Talk:Heaps' law

Page contents not supported in other languages.
From Wikipedia, the free encyclopedia

[Untitled][edit]

The original version of this page was adapted from http://planetmath.org/?method=src&from=objects&id=3431&op=getobj owned by akrowne, with permission under the GFDL

Divergence[edit]

I think with "Where VR is the subset of the vocabulary V represented by the instance text of size n" the author wanted to say "Where VR is the cardinality of the subset of the vocabulary V represented by the instance text of size n", because a subset is not a number. However, the size of the subset diverges (i.e. becomes arbitrarily large) as n goes towards infinity. That would only make sense if the vocabulary would also be of infinite size. (just as a sidenote: I would have expected the fraction of the vocabulary not covered by the text to decrease exponentially when looking at larger and larger documents). Icek (talk) 19:02, 29 September 2009 (UTC)[reply]

Vocabulary size is infinite according to generative grammar, see e.g. Mark Aronoff "Word formation in generative Grammar" MIT Press 1985, Andras Kornai "How many words are there?" Glottometrics 2002/4 61-86 88.132.28.96 (talk) 20:33, 17 March 2012 (UTC)[reply]

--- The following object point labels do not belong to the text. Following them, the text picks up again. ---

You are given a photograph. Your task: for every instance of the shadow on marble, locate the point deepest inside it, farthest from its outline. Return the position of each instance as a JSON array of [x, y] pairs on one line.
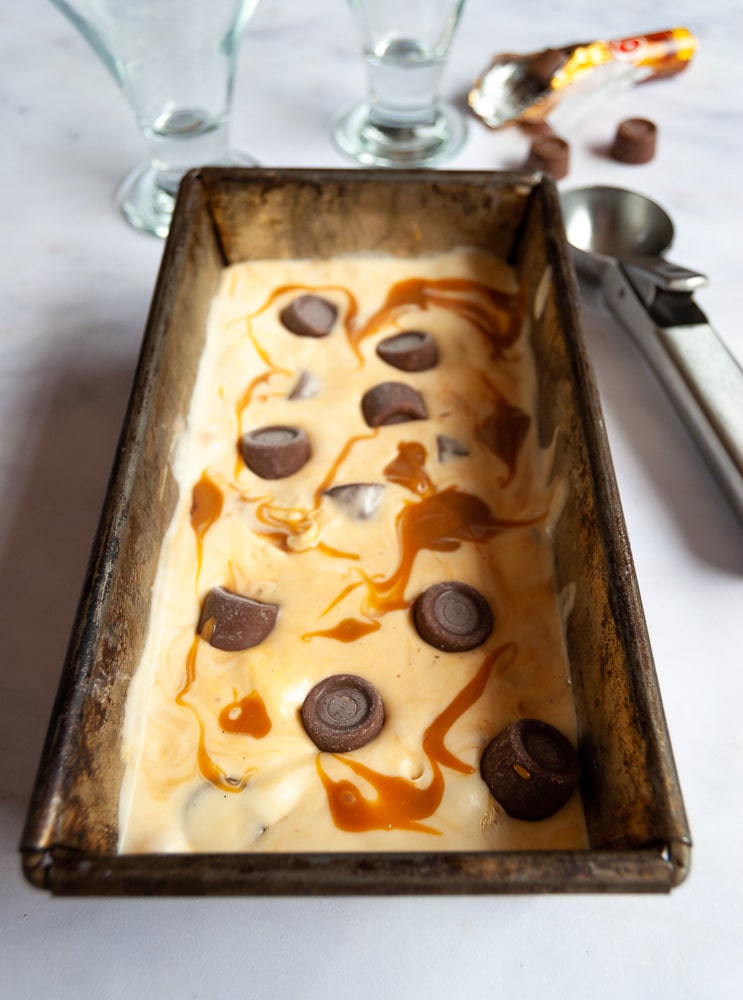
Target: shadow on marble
[[675, 469], [64, 461]]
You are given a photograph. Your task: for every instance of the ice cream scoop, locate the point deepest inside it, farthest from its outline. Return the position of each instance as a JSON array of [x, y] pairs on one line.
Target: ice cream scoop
[[618, 239]]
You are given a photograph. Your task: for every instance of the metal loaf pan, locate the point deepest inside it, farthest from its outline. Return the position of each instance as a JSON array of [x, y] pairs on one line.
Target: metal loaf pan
[[639, 840]]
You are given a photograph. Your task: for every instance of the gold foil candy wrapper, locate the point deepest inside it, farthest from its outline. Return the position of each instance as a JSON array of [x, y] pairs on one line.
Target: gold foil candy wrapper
[[529, 88]]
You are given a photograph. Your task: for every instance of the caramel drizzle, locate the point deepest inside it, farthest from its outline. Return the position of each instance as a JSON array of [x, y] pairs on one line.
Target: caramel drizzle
[[504, 431], [284, 522], [206, 506], [246, 715], [400, 804], [348, 630], [440, 522], [409, 469], [493, 316], [209, 768]]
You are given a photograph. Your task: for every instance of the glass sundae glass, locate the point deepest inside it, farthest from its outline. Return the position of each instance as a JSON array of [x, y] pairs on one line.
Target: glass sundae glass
[[174, 61], [403, 123]]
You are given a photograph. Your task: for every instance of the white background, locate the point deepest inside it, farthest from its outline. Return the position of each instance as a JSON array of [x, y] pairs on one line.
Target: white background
[[76, 287]]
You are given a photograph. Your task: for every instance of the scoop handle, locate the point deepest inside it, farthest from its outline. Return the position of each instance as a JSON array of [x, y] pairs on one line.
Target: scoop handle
[[702, 378]]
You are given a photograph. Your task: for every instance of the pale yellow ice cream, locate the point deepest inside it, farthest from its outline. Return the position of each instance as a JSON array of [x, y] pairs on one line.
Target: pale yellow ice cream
[[216, 755]]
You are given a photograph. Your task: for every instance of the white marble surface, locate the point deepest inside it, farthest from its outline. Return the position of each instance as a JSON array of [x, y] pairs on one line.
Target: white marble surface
[[76, 288]]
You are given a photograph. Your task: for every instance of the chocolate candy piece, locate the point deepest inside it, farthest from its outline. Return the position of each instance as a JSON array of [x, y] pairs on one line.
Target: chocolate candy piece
[[306, 387], [448, 447], [531, 769], [342, 713], [309, 316], [232, 622], [453, 617], [412, 351], [634, 141], [392, 403], [358, 500], [550, 154], [275, 452]]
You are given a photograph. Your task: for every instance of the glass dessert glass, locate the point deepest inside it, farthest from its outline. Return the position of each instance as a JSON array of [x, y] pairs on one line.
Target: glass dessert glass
[[403, 123], [175, 62]]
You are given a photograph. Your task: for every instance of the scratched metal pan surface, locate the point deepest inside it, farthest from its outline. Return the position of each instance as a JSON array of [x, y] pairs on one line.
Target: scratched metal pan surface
[[638, 835]]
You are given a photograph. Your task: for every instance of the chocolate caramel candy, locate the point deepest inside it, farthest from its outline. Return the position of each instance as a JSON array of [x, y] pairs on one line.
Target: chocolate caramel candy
[[358, 500], [531, 768], [392, 403], [342, 713], [634, 141], [411, 351], [309, 316], [550, 154], [453, 617], [232, 622], [275, 452]]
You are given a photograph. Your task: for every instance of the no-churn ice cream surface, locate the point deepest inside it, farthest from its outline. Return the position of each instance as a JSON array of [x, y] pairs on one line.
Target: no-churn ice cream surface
[[389, 471]]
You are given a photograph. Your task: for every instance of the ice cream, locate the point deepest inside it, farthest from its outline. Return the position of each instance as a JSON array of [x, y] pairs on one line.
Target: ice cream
[[362, 430]]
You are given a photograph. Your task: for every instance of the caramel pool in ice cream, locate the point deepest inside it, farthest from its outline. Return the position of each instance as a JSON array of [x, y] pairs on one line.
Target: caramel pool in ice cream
[[388, 493]]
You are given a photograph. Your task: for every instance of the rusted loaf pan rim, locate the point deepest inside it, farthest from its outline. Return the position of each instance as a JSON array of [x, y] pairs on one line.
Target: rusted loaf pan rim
[[639, 838]]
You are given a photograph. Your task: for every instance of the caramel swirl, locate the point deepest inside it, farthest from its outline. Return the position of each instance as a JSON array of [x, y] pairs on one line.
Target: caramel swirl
[[400, 804]]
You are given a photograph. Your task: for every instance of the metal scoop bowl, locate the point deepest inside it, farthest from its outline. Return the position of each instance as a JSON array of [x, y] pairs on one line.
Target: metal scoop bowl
[[618, 239]]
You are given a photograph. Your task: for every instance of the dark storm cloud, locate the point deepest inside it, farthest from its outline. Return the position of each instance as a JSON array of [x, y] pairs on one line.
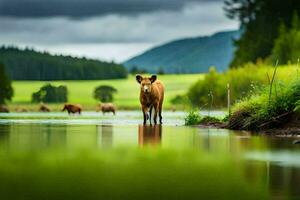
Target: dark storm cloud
[[86, 8]]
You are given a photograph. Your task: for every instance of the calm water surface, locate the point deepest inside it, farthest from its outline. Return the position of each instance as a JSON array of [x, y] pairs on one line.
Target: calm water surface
[[273, 162]]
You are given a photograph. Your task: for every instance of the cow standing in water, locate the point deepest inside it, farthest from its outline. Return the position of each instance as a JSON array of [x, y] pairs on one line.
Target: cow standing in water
[[151, 96], [73, 108], [106, 107]]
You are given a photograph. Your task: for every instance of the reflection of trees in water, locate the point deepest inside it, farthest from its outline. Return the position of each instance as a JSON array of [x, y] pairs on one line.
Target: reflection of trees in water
[[284, 181], [4, 136], [56, 135], [105, 136], [150, 135]]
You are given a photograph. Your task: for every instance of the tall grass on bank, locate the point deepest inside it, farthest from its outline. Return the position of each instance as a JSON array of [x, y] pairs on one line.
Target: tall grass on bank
[[268, 108], [243, 83]]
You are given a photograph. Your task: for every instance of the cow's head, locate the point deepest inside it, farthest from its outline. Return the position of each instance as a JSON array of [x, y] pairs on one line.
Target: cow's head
[[146, 82]]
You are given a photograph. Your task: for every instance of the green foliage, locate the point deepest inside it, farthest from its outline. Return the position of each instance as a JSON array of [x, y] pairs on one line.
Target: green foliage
[[260, 27], [287, 45], [203, 91], [179, 100], [261, 111], [192, 118], [104, 93], [210, 119], [191, 55], [243, 82], [50, 94], [135, 70], [6, 90], [31, 65]]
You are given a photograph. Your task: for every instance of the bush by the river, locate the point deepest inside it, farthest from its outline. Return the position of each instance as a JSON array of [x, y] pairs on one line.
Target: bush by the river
[[211, 91], [51, 94], [6, 90]]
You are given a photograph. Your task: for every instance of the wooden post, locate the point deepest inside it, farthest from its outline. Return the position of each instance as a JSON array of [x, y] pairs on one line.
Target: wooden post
[[228, 99]]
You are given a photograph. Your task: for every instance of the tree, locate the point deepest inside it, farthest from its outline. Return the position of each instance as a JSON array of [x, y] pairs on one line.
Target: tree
[[259, 21], [104, 93], [287, 45], [6, 90], [51, 94]]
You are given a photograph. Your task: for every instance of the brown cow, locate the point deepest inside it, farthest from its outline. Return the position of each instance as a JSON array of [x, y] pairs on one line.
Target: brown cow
[[4, 108], [44, 108], [106, 107], [72, 108], [151, 95]]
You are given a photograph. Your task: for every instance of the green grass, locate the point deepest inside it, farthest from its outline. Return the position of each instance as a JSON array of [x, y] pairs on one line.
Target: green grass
[[126, 98], [212, 88], [264, 111]]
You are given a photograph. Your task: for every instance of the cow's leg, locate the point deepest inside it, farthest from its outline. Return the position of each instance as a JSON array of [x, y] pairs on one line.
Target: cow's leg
[[150, 114], [155, 113], [159, 112], [145, 115]]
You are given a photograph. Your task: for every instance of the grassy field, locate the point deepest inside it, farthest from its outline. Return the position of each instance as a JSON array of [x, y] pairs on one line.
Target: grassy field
[[82, 91]]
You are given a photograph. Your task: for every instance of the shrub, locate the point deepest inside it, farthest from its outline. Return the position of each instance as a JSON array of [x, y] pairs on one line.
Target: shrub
[[6, 90], [262, 111], [50, 94], [244, 82], [104, 93]]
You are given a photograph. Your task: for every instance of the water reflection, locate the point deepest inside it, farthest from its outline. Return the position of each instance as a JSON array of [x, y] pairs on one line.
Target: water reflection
[[150, 135], [281, 176], [105, 136]]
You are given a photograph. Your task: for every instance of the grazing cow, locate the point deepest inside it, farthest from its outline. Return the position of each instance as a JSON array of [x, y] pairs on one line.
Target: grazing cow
[[44, 108], [151, 95], [72, 108], [106, 107], [4, 108]]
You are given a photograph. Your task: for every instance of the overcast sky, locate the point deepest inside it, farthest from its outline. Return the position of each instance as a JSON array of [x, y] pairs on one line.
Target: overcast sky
[[107, 29]]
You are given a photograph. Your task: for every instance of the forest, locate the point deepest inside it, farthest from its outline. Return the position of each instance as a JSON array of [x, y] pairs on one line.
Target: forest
[[29, 64]]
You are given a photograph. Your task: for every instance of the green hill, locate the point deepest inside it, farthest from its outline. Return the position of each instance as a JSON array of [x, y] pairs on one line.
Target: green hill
[[192, 55], [32, 65]]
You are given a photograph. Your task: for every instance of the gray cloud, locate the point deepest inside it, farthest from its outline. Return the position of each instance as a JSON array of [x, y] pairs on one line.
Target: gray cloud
[[156, 27], [87, 8]]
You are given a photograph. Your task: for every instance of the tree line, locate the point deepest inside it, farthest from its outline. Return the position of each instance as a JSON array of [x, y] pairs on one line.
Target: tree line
[[29, 64]]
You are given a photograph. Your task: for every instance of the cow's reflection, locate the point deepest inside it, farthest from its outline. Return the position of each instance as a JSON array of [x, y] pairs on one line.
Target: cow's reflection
[[149, 135]]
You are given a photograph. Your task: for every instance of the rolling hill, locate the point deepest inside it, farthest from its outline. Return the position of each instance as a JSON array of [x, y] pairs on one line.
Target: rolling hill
[[28, 64], [191, 55]]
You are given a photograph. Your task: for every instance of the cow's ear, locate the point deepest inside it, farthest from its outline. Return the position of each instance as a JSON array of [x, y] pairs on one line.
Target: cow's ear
[[139, 78], [153, 78]]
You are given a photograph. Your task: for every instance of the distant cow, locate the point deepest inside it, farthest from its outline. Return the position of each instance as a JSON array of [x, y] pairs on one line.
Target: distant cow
[[44, 108], [106, 107], [72, 108], [151, 95], [4, 108]]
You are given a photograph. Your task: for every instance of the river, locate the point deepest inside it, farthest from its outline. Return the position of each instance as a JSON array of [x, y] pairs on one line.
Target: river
[[266, 166]]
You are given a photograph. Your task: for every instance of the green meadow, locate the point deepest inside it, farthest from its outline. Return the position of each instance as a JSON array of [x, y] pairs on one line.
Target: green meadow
[[81, 92]]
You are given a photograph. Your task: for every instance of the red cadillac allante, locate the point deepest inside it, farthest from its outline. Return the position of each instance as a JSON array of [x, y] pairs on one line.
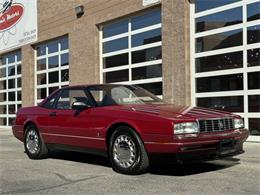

Types, Tokens, and Hapaxes: A New Heap's Law[edit]

There is a new paper by Victor Davis (link), deriving a stronger version of Heap's law from first principles (rather than empirically). I think it's worth adding it to the article. Compare this YouTube video for a brief summary and visual explanation. Renerpho (talk) 20:13, 29 August 2022 (UTC)[reply]

ArXiv preprints do not count as reliably published sources for Wikipedia purposes. YouTube videos even less. —David Eppstein (talk) 20:50, 29 August 2022 (UTC)[reply]
@David Eppstein: Fair enough -- How about this version? Renerpho (talk) 11:31, 30 August 2022 (UTC) The YouTube video is not intended as a source, but as assistance for the editor who is going to work on this. Renerpho (talk) 11:35, 30 August 2022 (UTC)[reply]